Hawks have a feeding territory of around 15 to 20 square km. Government scientists made a close study of the hawks that live near a large lagoon in the Levin area. They were able to collect and analyse pellets that birds cough up when they are roosting at night. These pellets contain fragments of fur, bone and insect shells. Hawks have to eat roughage for their stomachs to function efficiently. From this analysis and other observation it was learned that hawks eat around 200 gm of food per day. Their favourite food is the hind leg of a rabbit. They eat road kill possums, along with fogs, mice and a variety of insects. They do not kill mammals bigger than mice. They will take the young of birds. Birds are afraid of hawks and the hawk is recognized instantly as it does not show a neck when flying. The head appears to jut out from the curved wings.

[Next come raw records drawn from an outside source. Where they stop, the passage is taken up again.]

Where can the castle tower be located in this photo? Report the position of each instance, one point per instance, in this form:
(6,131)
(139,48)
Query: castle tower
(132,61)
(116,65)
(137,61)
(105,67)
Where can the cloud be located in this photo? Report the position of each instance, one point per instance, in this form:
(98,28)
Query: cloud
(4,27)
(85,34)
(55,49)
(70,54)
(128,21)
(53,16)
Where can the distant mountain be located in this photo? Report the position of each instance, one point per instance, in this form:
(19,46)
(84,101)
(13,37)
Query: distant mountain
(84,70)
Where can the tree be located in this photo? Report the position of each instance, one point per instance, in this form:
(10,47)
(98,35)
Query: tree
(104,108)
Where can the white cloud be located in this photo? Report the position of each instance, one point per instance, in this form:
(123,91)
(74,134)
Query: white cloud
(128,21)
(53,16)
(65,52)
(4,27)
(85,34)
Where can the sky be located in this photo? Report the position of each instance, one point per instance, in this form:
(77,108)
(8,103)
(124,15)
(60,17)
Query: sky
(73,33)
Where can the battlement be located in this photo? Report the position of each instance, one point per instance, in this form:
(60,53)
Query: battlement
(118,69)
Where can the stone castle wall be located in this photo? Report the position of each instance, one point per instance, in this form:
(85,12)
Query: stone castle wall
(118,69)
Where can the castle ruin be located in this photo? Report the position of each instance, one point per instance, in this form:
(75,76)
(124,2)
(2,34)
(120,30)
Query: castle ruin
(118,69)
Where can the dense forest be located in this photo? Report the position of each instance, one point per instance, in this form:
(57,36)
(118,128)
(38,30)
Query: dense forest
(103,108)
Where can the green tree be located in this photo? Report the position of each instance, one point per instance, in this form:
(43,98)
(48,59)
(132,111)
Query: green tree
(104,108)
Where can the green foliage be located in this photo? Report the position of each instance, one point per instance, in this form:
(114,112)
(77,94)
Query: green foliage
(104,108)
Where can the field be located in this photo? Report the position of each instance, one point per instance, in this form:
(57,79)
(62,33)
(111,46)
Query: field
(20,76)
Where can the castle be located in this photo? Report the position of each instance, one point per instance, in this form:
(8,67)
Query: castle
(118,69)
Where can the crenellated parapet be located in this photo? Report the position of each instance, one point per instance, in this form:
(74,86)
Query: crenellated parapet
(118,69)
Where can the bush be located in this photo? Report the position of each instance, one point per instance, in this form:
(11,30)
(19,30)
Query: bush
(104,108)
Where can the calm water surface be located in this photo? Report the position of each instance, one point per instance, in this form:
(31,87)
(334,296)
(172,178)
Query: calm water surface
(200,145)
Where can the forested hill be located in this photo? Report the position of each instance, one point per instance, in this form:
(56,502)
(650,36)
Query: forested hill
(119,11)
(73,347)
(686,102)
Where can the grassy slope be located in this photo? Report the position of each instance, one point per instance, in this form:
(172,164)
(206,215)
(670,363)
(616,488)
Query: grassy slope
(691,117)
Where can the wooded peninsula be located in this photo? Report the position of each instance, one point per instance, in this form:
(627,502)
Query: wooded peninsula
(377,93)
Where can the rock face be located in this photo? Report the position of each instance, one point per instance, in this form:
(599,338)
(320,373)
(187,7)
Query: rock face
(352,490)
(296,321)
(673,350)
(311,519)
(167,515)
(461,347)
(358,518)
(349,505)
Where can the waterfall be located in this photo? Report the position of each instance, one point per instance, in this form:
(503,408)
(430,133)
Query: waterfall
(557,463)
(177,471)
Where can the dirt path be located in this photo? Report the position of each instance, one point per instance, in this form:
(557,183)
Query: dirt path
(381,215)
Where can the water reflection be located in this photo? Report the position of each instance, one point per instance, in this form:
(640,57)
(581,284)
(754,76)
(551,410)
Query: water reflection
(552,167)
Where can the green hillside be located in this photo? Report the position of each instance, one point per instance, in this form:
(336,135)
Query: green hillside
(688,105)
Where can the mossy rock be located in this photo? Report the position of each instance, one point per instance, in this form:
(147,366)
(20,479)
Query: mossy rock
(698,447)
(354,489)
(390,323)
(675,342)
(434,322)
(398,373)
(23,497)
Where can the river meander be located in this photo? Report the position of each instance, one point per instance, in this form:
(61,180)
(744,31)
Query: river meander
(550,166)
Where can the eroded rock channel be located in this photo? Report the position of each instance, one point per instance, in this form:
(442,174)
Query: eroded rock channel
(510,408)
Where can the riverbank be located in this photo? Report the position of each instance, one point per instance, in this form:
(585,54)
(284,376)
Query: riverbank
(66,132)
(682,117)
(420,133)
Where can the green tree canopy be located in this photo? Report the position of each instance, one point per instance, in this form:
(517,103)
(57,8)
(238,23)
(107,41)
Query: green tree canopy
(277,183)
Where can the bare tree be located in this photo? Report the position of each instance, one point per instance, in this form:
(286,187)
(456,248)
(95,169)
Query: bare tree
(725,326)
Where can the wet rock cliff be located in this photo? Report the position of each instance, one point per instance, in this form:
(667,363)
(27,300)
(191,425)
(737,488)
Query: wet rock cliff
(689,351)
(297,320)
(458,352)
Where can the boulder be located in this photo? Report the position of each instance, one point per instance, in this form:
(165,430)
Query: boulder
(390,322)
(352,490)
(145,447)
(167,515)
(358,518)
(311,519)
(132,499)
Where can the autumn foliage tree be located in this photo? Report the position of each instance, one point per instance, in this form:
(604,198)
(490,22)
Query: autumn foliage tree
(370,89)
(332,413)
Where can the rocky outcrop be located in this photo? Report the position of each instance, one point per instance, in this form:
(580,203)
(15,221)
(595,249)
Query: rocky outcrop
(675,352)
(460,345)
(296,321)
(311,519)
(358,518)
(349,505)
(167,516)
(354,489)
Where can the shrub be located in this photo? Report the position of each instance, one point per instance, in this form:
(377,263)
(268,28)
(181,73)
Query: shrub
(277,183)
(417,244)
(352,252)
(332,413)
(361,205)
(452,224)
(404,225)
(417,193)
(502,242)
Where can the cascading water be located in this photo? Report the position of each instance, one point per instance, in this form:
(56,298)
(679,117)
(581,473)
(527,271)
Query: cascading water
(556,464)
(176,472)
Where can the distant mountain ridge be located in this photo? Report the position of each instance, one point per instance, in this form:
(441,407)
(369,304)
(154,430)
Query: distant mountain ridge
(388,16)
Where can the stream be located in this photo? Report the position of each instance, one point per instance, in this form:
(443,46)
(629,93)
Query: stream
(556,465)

Our hawk gradually regained strength. We knew this when it began to fly in the aviary. Each few days we would search for fresh road kill. The hawk would feed on the hind leg swallowing some of the fur and then eating the meat. On several occasions I tried to pick the bird up and I usually regretted trying to as it would grip me with its good foot and the pressure of the claws was almost enough to break the skin on my hand. It was really difficult to remove four toes each with a large claw so we simply opened the door and threw in the food. By the end of two months the bird had regained strength. The damaged foot had lost all sign of infection but was misshapen. The bird held meat with its right foot and tore off pieces with its beak. We wondered  how it would survive in the wild.

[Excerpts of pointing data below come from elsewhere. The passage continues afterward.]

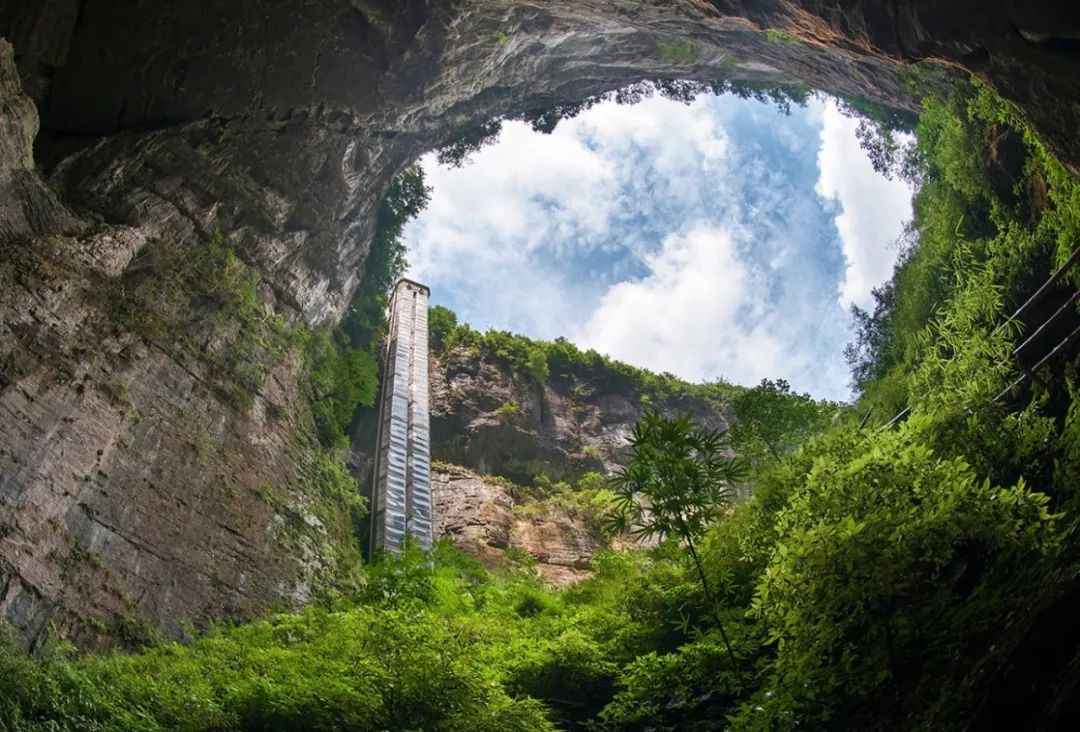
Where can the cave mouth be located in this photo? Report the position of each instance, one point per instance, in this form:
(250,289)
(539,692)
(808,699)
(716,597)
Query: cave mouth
(718,236)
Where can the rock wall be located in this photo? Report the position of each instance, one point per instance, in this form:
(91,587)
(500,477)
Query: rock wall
(478,515)
(140,486)
(487,419)
(146,471)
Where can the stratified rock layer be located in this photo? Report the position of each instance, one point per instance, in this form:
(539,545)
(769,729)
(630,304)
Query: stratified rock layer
(487,419)
(478,515)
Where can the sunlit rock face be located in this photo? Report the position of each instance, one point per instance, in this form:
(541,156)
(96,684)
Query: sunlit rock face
(478,515)
(487,419)
(133,480)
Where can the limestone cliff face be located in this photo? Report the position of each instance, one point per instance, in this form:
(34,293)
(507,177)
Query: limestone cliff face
(134,486)
(487,419)
(160,465)
(485,517)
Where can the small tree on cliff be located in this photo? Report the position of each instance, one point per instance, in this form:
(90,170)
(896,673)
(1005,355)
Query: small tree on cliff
(677,482)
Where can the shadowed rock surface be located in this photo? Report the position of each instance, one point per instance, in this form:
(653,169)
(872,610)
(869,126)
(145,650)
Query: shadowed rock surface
(563,428)
(477,514)
(161,466)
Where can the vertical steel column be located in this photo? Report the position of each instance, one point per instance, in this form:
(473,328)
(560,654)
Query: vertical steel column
(401,500)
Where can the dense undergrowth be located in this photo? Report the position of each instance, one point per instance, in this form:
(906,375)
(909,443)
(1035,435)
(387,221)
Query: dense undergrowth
(878,579)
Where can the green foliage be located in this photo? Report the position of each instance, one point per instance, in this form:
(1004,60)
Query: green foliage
(979,245)
(342,378)
(874,580)
(343,368)
(561,360)
(590,500)
(867,586)
(178,295)
(442,322)
(677,479)
(771,420)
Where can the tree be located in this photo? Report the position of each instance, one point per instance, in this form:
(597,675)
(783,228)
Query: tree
(770,420)
(442,321)
(676,483)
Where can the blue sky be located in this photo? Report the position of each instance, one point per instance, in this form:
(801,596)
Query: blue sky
(720,239)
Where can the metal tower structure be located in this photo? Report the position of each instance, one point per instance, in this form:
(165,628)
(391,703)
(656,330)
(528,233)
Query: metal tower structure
(401,499)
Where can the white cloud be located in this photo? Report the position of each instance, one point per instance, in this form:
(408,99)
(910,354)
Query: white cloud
(873,208)
(697,239)
(698,313)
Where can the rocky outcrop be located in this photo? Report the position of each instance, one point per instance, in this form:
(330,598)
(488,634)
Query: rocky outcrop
(149,462)
(478,515)
(136,489)
(488,419)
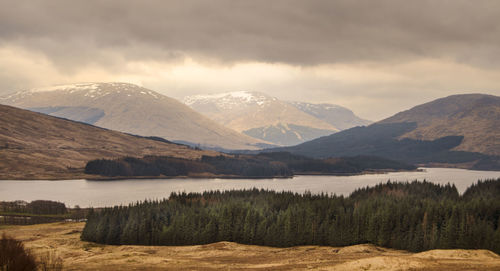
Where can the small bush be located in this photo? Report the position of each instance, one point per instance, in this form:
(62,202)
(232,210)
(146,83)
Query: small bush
(13,255)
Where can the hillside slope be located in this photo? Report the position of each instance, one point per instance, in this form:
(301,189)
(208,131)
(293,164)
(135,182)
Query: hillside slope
(38,146)
(461,131)
(261,116)
(65,240)
(336,115)
(131,109)
(476,117)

One Saturday morning we decided to release the bird. It was a nice clear day in May. The hawk simply flew straight out of the open door and off into the sky. Then children started to tell us they had seen the hawk. It was readily distinguished as it was very dark and its left foot hung quite low. The bird was often seen flying in the vicinity of the main north highway. And then about two months later our neighbour’s children came over to say there was a large bird sitting on a fence post between their property and ours. We went out and to our great surprise it was our hawk.  We went inside got a rug and once again caught the bird. We were advised that the bird would probably have had difficulty in finding food through the winter months. It was suggested to us that we needed to keep the bird through until the spring and then release it when there were dead animals killed by traffic. So back in the shed went the hawk.

In the spring we released the bird. It was up to its normal weight . Once again it flew on a circuit over Warkworth. As time went on the bird moved its territory out to the farmlands east of Warkworth. For some 14 years we saw thee bird. It gradually became lighter in colour until it became silver. This 14 years is the estimated life span of a hawk. We were very sad when we realized we hadn’t seen the bird for a long time and assumed it must have died of old age.